The Space Launch System (SLS) moon rocket is powered by four RS-25 engines, which are made by Aerojet Rocketdyne. They’re a type of legacy technology from the space shuttle era. The engine controllers communicate with the rest of the rocket. They provide precision control and internal health diagnostics.
Artemis 1 Launch Was Delayed Due to Faulty Rocket Engine
The faulty controller was on RS-25 engine number four. It was caused by a faulty memory chip. It’s only used during the start-up sequence. After that, it has no impact on controller operations. Engineers didn’t see any evidence of fault memory chips on the other three engines.
However, the discovery of this one mechanical issue forced NASA to delay its Artemis 1 mission. The mission will send an uncrewed rocket to the moon. It’s the first of a series of missions, which will ultimately end up sending humans back to the moon.
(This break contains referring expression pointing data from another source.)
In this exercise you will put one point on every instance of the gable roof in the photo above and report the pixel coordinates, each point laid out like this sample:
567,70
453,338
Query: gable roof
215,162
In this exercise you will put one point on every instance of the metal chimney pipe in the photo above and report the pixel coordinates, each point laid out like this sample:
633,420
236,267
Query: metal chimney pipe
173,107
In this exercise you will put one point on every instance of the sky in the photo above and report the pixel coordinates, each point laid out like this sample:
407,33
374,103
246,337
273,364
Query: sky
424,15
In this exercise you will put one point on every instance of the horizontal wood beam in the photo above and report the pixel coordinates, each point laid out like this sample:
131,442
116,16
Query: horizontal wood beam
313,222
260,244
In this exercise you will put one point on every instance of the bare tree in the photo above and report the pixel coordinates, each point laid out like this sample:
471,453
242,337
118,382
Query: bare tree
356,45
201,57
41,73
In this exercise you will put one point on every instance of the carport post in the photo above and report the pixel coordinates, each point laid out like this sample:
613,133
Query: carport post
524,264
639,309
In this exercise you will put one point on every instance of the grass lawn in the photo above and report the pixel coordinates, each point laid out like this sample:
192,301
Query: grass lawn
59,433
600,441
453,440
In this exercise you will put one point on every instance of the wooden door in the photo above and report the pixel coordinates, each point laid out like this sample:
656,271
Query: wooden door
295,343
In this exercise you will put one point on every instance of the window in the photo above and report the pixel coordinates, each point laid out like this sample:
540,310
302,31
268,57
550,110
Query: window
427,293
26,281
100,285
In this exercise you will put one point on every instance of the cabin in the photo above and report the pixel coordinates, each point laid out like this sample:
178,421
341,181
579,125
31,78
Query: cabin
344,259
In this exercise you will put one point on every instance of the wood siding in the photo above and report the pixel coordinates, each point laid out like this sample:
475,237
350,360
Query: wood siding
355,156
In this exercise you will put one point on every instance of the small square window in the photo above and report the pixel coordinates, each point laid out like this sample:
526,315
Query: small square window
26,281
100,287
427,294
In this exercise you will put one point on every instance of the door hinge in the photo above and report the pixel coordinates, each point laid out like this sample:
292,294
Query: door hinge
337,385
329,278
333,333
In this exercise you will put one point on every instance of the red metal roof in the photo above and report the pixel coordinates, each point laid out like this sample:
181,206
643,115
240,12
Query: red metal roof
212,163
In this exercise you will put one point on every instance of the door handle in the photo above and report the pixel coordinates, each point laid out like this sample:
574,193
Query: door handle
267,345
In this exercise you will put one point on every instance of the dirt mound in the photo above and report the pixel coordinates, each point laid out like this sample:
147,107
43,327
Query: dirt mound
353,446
Due to this setback, the Artemis 1 launch has now been pushed back to at least April, at the very earliest.
More Tests To Come
Before Artemis 1 can launch, a wet dress rehearsal test needs to be completed. Since there were no other issues with the SLS rocket engines, the wet dress rehearsal will go ahead as planned. Currently, NASA has teams at the Kennedy Space Center preparing. They’ll have to complete pre-flight diagnostic tests, which include testing the flight termination system and installing instrumentation on the twin solid rocket boosters.
The wet dress rehearsal test is scheduled for March. Then, the SLS moon rocket will be rolled out to Launch Pad 39B. There, teams will fuel the rocket and run through the pre-launch sequence. The test will last all the way to the countdown. The wet dress rehearsal test is used to make sure that the SLS rocket is performing as expected. On top of that, it also tests the Orion space capsule and the ground systems at Kennedy Space Center. According to Space, the test is absolutely essential. NASA will only set a launch date for the Artemis 1 moon mission after a wet dress rehearsal is successfully completed.
NASA and SpaceX Race To Land On the Moon
SpaceX is also gearing up for a moon mission. Elon Musk recently announced that his Starship is almost ready to go into orbit. Eventually, the Starship will be used to go to the moon and beyond. SpaceX has a shorter timeline than NASA does, and their rocket costs less. Thus, many are wondering how the launch of Starship will affect the space industry. Now that NASA’s Artemis 1 mission is back on track, we’re sure to see some interesting developments soon.